This repository contains a Python implementation of algorithms to find the Longest Gene Expression (LGE) between two DNA sequences.
- Random DNA sequence generator
- Translation of DNA sequences to protein sequences
- 6-frame translation of DNA sequences
- Longest Common Substring with modified end codon
- Longest Gene Expression (LGE) comparison between two sets of translated frames
- Clone the repository
- Navigate to the directory containing the script
- Run the script using python3 <script_name.py>
- translation(sequence) - Translates a given DNA sequence into a protein sequence using a hard-coded dictionary of codons to proteins.

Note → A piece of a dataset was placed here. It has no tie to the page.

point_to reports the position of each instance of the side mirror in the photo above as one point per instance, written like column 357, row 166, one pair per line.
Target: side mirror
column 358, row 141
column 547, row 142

- sixFrame(sequence) - Takes a DNA sequence as input and returns six translation frames.
- longestCommonSubstring(seq1, seq2) - Finds the Longest Common Substring (LCS) between two protein sequences, with a modification to not return an LCS with an end codon '*'.
- LongestGeneExpression(frames1, frames2) - Compares every frame in the first set of frames to every frame in the second set of frames to find the Longest Gene Expression (LGE) of all frame combinations.
The script contains a main function that generates random DNA sequences of varying lengths and then applies the implemented algorithms to find the Longest Gene Expression (LGE) between the generated sequences. The elapsed time for each test is also printed.
This project is part of an academic exercise and is not intended for commercial use.